Hair: Maggie Shelton

It’s the one part of our physical appearance we get to choose. Eye color, skin color, face shape, height — all of those are determined for us, but our hair. Our hair.

That is all ours.

The length, how we cut it, how we style it, the color(s) we choose for it to be. If we fix it, or if we let it go free.

It carries social connotations, religious symbolism and historic meaning. We as women bond over it; dyeing, cutting and styling it are reasons for us to gather in each other’s homes and beauty shops to share the stories of our lives. With it, we get to choose the way others perceive us; how we control it (or not) tells the world something about who we are.

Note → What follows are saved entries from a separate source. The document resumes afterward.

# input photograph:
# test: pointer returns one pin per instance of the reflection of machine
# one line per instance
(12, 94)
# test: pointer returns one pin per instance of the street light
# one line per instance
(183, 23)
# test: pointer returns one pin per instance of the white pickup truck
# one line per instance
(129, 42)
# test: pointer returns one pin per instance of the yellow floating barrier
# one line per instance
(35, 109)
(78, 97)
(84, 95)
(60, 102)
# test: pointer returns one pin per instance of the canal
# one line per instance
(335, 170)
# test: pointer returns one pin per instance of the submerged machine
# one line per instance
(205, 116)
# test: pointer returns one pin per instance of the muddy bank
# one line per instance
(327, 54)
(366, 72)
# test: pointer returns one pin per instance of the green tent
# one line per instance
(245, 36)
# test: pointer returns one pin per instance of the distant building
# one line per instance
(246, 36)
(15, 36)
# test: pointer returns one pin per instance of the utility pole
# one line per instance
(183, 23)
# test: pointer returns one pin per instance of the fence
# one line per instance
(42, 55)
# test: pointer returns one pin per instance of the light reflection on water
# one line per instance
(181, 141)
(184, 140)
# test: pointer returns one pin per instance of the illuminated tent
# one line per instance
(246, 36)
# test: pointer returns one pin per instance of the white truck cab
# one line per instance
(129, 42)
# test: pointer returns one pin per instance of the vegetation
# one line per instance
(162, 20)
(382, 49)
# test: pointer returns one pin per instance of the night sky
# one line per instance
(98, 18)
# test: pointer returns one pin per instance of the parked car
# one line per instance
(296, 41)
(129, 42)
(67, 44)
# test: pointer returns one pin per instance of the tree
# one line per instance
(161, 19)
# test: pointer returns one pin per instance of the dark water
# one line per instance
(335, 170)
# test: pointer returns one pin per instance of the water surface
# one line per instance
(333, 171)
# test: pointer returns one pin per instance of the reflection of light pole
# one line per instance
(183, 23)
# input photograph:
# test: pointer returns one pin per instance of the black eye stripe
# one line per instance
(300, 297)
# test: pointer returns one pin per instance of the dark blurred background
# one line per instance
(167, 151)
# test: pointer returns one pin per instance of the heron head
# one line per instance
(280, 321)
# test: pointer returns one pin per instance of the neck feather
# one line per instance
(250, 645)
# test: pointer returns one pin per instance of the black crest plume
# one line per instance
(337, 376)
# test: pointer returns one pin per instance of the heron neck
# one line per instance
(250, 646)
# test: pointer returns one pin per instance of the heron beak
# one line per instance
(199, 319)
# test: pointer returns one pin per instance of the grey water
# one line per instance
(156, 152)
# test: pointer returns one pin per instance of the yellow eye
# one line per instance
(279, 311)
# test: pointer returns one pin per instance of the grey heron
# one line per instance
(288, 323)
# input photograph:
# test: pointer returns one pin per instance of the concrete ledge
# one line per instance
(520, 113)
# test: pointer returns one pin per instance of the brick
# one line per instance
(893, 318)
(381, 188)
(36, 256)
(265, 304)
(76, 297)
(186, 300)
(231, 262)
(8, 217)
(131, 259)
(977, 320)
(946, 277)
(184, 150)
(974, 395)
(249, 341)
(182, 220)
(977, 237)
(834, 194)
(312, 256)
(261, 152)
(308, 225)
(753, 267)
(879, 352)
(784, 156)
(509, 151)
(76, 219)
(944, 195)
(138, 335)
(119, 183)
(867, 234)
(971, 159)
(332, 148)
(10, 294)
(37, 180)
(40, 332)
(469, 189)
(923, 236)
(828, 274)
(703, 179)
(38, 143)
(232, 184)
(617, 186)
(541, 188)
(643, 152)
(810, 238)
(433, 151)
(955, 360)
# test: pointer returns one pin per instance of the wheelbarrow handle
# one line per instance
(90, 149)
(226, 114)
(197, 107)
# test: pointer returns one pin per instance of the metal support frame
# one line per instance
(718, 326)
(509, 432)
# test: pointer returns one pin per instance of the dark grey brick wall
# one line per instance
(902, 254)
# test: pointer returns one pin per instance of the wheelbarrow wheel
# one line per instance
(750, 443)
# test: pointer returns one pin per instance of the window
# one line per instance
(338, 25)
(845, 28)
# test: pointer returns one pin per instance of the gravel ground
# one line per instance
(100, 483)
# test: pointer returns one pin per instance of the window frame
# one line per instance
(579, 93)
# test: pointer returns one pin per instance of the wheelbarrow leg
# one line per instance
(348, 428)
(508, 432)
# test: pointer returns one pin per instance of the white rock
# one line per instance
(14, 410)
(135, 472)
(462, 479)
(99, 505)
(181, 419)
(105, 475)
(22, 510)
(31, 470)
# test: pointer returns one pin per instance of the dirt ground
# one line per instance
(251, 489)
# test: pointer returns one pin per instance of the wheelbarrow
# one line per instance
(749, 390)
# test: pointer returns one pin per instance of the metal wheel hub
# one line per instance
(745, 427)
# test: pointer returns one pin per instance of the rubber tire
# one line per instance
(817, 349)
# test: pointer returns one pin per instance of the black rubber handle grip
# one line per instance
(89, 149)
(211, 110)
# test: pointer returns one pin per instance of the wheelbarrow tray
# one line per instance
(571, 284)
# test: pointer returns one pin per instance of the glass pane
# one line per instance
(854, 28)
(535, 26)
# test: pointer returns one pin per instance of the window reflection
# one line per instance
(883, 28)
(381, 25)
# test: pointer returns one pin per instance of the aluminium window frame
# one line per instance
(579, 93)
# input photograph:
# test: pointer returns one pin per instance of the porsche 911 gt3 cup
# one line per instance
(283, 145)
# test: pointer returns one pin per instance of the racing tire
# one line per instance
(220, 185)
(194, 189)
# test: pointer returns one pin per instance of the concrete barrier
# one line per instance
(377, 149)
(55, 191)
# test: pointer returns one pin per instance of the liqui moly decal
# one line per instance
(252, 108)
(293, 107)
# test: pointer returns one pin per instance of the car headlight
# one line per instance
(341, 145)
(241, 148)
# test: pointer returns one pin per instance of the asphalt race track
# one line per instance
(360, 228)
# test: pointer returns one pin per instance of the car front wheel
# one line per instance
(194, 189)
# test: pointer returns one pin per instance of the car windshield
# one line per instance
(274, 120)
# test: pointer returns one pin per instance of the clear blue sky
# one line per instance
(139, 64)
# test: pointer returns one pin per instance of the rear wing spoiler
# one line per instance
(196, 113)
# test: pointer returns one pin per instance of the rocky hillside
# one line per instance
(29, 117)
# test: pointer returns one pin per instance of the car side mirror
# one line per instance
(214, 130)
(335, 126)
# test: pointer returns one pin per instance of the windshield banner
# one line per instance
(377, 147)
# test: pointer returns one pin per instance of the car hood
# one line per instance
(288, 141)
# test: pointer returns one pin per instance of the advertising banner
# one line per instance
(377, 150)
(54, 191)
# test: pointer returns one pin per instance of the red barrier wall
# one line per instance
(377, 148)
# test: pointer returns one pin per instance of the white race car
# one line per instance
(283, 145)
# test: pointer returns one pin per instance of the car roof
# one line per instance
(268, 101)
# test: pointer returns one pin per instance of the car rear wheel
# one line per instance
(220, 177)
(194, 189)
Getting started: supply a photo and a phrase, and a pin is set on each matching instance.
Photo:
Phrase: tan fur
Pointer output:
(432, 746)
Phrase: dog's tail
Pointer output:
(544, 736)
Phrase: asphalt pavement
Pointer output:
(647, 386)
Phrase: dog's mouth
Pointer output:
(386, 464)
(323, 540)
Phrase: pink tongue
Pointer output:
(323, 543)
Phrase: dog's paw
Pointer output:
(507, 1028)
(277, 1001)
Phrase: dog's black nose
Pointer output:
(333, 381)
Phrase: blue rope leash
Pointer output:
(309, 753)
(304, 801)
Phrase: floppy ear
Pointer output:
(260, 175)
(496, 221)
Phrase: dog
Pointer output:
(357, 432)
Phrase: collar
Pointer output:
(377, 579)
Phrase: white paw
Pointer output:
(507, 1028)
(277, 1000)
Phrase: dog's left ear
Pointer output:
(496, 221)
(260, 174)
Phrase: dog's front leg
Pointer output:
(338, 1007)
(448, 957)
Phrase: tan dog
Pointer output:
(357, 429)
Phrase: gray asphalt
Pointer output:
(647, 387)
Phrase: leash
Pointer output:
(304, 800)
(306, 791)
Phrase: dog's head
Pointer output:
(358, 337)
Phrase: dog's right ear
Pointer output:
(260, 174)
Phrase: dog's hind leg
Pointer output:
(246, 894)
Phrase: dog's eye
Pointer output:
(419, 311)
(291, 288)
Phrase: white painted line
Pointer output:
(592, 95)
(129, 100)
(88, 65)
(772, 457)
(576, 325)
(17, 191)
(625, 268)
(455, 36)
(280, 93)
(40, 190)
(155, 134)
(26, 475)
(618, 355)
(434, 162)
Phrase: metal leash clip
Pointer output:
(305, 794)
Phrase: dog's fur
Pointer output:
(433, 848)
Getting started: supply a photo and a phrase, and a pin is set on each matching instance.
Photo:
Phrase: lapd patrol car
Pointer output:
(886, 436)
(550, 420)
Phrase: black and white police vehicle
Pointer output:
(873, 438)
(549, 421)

Curly, straight, kinky, wavy. Long, shoulder-length, pixie-cut, faux hawk. Natural, dyed, braided, dreaded: no one has hair exactly like you.  

Let’s embrace our hair, look in the mirror and call it beautiful.

Let this Southeast Missouri woman inspire you.



Maggie Shelton

Tell us something you’ve learned in life.

I’ve learned in my life it is okay for people to mess up. It doesn’t matter who they are: pope, president, parents, loved one. They all will fail us, and it is okay. … They’re all people.


What is something beautiful?



What is beauty?

Something in its purest state.


Why do you love your hair?

I love my hair because it is so unique!


What is maintenance for your hair like?

I wash my hair like anyone else would. My washes on my dreads are usually once a week. You’d think because I never have to brush my hair, it would be simple; boy, that’s wrong! Dreadlock maintenance can vary based on the individual. For me, I go for a neat appearance. Therefore, I do a lot of tedious crocheting of my dreads. It’s very time-consuming and sometimes painful, mainly for my arms!


Anything else we should know about your hair?

Please do not stereotype or judge me based on my hair. If you have questions, just ask!


Where is your favorite place in Southeast Missouri?

I grew up in Illinois. When I moved to Missouri, it was a little difficult on me. When I was feeling down or having a hard time with a decision, I would go to Cape Rock and listen to the sound of the Mississippi River rushing, with the view of my childhood in place. It’s quite peaceful.